It is capable of fantastic colour and brightness, and can be used to make some monster screens. Despite being out resolved by newer competitors, is the Sony Crystal LED system the finest video display around? (Just so you don't think you're imagining things - this Sony technology has been known by two other names in the past: Canvas and CLEDIS).
It’s been a while since we issued one of RedShark’s entirely-unofficial Gear We Like awards, but our subject today has now been on the radar for long enough to qualify.

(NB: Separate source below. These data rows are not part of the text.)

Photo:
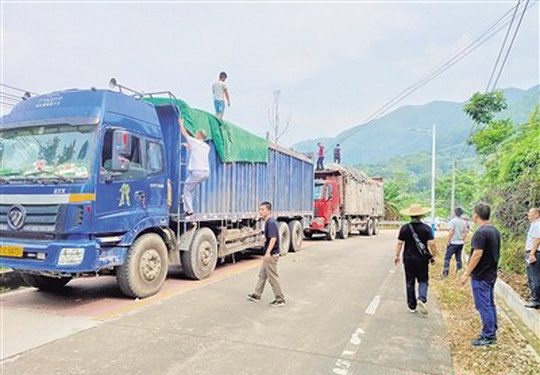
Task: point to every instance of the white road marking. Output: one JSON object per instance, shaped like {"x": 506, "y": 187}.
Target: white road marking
{"x": 342, "y": 365}
{"x": 372, "y": 308}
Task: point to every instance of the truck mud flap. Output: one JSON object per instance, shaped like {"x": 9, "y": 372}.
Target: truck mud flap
{"x": 185, "y": 240}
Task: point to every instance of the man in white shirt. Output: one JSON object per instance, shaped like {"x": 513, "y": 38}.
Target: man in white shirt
{"x": 220, "y": 92}
{"x": 456, "y": 238}
{"x": 532, "y": 257}
{"x": 198, "y": 166}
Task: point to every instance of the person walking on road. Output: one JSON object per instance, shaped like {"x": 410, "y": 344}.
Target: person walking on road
{"x": 220, "y": 92}
{"x": 337, "y": 154}
{"x": 418, "y": 245}
{"x": 532, "y": 257}
{"x": 198, "y": 166}
{"x": 320, "y": 157}
{"x": 456, "y": 239}
{"x": 268, "y": 269}
{"x": 482, "y": 268}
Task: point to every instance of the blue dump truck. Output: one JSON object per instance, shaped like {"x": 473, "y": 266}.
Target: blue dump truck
{"x": 91, "y": 183}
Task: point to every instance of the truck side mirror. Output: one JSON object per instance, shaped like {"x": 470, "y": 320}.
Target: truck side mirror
{"x": 121, "y": 150}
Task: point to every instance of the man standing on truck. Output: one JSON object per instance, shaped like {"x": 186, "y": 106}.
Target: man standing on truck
{"x": 417, "y": 241}
{"x": 337, "y": 154}
{"x": 532, "y": 257}
{"x": 220, "y": 92}
{"x": 198, "y": 166}
{"x": 320, "y": 156}
{"x": 271, "y": 255}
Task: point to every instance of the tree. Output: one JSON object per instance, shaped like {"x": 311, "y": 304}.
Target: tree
{"x": 483, "y": 107}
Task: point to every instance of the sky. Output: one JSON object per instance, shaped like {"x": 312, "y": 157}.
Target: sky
{"x": 334, "y": 63}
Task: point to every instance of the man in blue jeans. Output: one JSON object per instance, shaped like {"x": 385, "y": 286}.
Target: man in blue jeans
{"x": 482, "y": 268}
{"x": 456, "y": 238}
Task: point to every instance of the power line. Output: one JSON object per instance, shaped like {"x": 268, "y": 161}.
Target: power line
{"x": 511, "y": 44}
{"x": 8, "y": 95}
{"x": 7, "y": 104}
{"x": 475, "y": 127}
{"x": 476, "y": 43}
{"x": 503, "y": 45}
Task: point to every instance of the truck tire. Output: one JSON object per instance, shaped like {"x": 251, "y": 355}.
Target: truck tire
{"x": 297, "y": 236}
{"x": 369, "y": 228}
{"x": 200, "y": 261}
{"x": 50, "y": 284}
{"x": 345, "y": 229}
{"x": 375, "y": 227}
{"x": 332, "y": 231}
{"x": 284, "y": 238}
{"x": 145, "y": 268}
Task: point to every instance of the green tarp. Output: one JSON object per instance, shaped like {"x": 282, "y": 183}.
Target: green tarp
{"x": 232, "y": 142}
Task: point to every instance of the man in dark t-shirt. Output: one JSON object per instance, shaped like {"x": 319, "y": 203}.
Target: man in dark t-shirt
{"x": 482, "y": 268}
{"x": 271, "y": 255}
{"x": 415, "y": 263}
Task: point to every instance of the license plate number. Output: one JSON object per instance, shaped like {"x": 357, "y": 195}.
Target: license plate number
{"x": 11, "y": 251}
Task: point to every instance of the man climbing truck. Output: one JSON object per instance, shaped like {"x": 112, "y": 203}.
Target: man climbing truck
{"x": 91, "y": 181}
{"x": 346, "y": 201}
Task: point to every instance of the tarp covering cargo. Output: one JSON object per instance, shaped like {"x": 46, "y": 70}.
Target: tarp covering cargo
{"x": 232, "y": 143}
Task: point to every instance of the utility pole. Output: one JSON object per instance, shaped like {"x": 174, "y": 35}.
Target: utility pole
{"x": 453, "y": 199}
{"x": 274, "y": 118}
{"x": 433, "y": 146}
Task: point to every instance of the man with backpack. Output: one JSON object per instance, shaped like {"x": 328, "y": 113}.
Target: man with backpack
{"x": 417, "y": 243}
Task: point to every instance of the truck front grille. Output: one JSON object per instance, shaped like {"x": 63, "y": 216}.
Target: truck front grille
{"x": 40, "y": 220}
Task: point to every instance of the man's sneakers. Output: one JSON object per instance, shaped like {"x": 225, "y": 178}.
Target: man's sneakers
{"x": 533, "y": 305}
{"x": 422, "y": 308}
{"x": 278, "y": 303}
{"x": 483, "y": 341}
{"x": 254, "y": 297}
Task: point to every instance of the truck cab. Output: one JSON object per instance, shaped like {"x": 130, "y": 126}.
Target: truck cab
{"x": 327, "y": 201}
{"x": 82, "y": 178}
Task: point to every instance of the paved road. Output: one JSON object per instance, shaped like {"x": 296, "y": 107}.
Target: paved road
{"x": 346, "y": 314}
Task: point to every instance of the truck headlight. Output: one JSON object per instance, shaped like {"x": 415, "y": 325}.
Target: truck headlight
{"x": 70, "y": 256}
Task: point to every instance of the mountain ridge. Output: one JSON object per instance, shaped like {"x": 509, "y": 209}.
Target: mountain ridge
{"x": 392, "y": 135}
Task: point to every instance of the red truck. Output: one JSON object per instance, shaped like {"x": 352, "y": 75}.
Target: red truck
{"x": 346, "y": 201}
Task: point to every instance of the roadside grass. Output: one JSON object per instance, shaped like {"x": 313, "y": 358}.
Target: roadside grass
{"x": 511, "y": 356}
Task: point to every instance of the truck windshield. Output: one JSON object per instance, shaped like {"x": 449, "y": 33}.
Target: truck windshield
{"x": 318, "y": 192}
{"x": 61, "y": 152}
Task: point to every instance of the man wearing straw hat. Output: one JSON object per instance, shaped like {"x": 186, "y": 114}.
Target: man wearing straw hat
{"x": 418, "y": 245}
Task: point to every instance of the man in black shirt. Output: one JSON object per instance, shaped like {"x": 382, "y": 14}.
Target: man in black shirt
{"x": 271, "y": 255}
{"x": 482, "y": 268}
{"x": 416, "y": 263}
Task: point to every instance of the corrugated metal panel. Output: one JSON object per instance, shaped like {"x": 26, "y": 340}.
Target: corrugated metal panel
{"x": 235, "y": 190}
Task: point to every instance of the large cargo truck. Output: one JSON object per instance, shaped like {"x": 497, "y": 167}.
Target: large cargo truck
{"x": 91, "y": 183}
{"x": 346, "y": 201}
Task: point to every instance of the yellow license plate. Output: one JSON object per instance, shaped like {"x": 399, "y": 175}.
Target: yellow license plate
{"x": 11, "y": 251}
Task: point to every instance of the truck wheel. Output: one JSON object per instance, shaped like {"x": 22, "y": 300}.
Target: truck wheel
{"x": 284, "y": 238}
{"x": 375, "y": 227}
{"x": 332, "y": 231}
{"x": 145, "y": 268}
{"x": 297, "y": 236}
{"x": 345, "y": 229}
{"x": 200, "y": 261}
{"x": 50, "y": 284}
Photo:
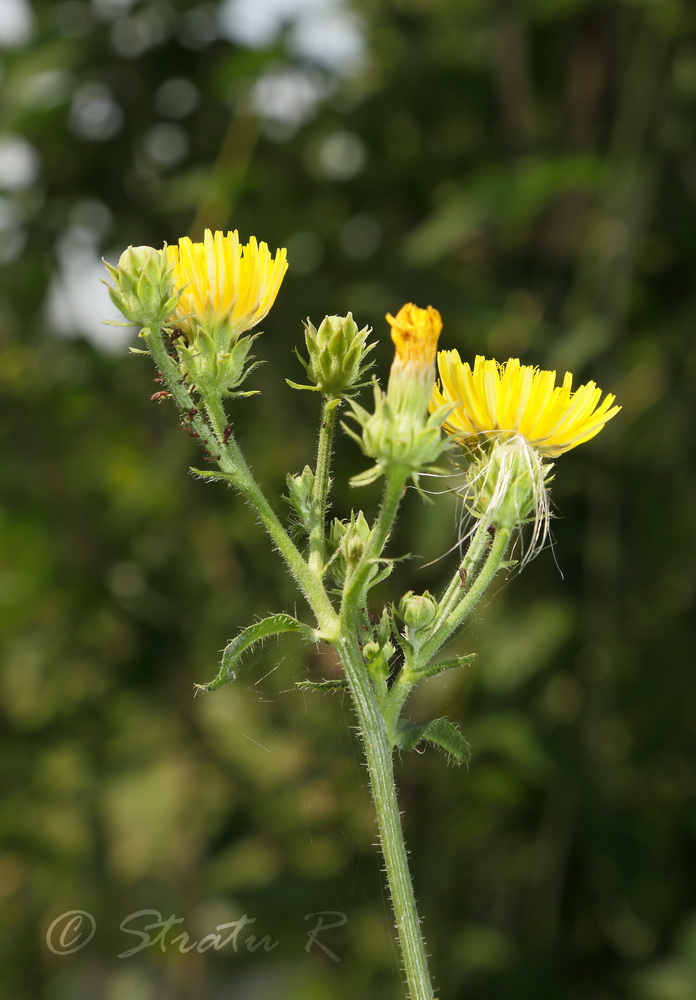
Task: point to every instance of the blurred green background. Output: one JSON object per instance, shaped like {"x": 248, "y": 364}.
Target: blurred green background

We’ve said lots of nice things about Sony’s Crystal LED video wall display before. It’s increasingly clear that it, and other LED video displays, have the potential to displace several existing technologies. It’s not the only contender in the field: Samsung has been promoting a similar display it calls The Wall to particularly well-heeled domestic clients, Leyard has been showing the TWA series, and both of those actually outresolve Sony’s Crystal LED Integrated Structure.
Each section of a Crystal LED wall is 403 by 453mm and has a resolution of 320 by 360 pixels. The pixel pitch is therefore something like 1.2mm, and the minimum width of an HD display is five and a third, and therefore really six modules, creating a pixel-for-pixel HD image a hair over eight feet across. Samsung’s Wall does better, at 0.8mm per pixel, but Sony takes the crown because the company first showed Crystal LED, or something very like it, fully six years earlier at CES 2012. Visibility was intermittent at first – the tech didn’t appear the following year – but the big screen at NAB 2017 promised much for the technology.
Other organisations seem to agree. Not only do we have directly-competing video walls from other places, the whole concept of making desktop, and even portable micro-LED displays has attracted the attention of companies including Apple, who reportedly have an internal department looking at it.
Very small - the penny is in contact with it - but perhaps not microscopic
To be scrupulously fair, the term “micro-LED” is not well defined and it’s perhaps a bit of a stretch to use it to describe any of these video wall technologies. Typical LED video walls are, broadly, based on small LEDs assembled using more or less conventional, if miniaturised, techniques, and tend to achieve pixel spacing around a millimetre.
For comparison, the pixel pitch on a 50-inch 4K display is about 0.3mm per RGB cluster, or about 0.1mm per sub-pixel horizontally. Crystal LED is therefore not about to appear on anyone’s desk. Entirely new manufacturing techniques with dot pitch down to 27 microns (about three hundredths of a millimetre) have been proposed, and we could refer to those as micro-LED much more enthusiastically, but it’s not clear when they might be commercialised.
Competition. Notice the double image on the video displays as they updated during the exposure_ LEDs are very, very fast
Assuming they can, OLED might well look a bit nervous. Micro-LED, at any scale, is fundamentally different to OLED, and one of the benefits of that is that micro-LED can be much, much brighter. If micro-LED is developed to the point where it can achieve even HD images in desktop sizes, that might turn OLED into the 2010s version of the plasma display: great in many ways, but ultimately a technological route not followed.
For now, though, OLED is safe. Eight feet is too wide for most indoor displays, and the market for sixteen-plus-foot-wide 4K outdoor displays is really quite limited. Most advertising doesn’t actually need that much resolution, and Crystal LED is likely too expensive for mass cinema adoption. Sony may see its role as a leading manufacturer to, well, lead, and to make a point of doing these things, which is laudable, but it’s very much forging a path here. Boardrooms, perhaps?
LED video walls are now so ubiquitous they're being used for temporary advertising hoardings at exhibitions. Here being assembled in modules
Theatrical exhibition has, according to the head technical people at a major cinema chain, looked at LED video walls, which would provide a much more convincing HDR experience than current projection technology. 3-chip DLP has great contrast but can struggle to fire enough light at the screen even to achieve what TV has long considered standard brightness levels. Great though it would be, however, it doesn’t seem likely that any cinema chain is about to start throwing hugely expensive Crystal LED walls into every auditorium in the world, at least not soon.
In the meantime, let’s enjoy something solely because it is excellent. Crystal LED may have been out-resolved since its launch, but resolution in video walls isn’t everything (Leyard offer the TWA in 0.8, 1.2 and 1.8mm resolution.) Otherwise Crystal LED may still be, in terms of geometry, brightness, contrast and colour gamut the finest video display in the world.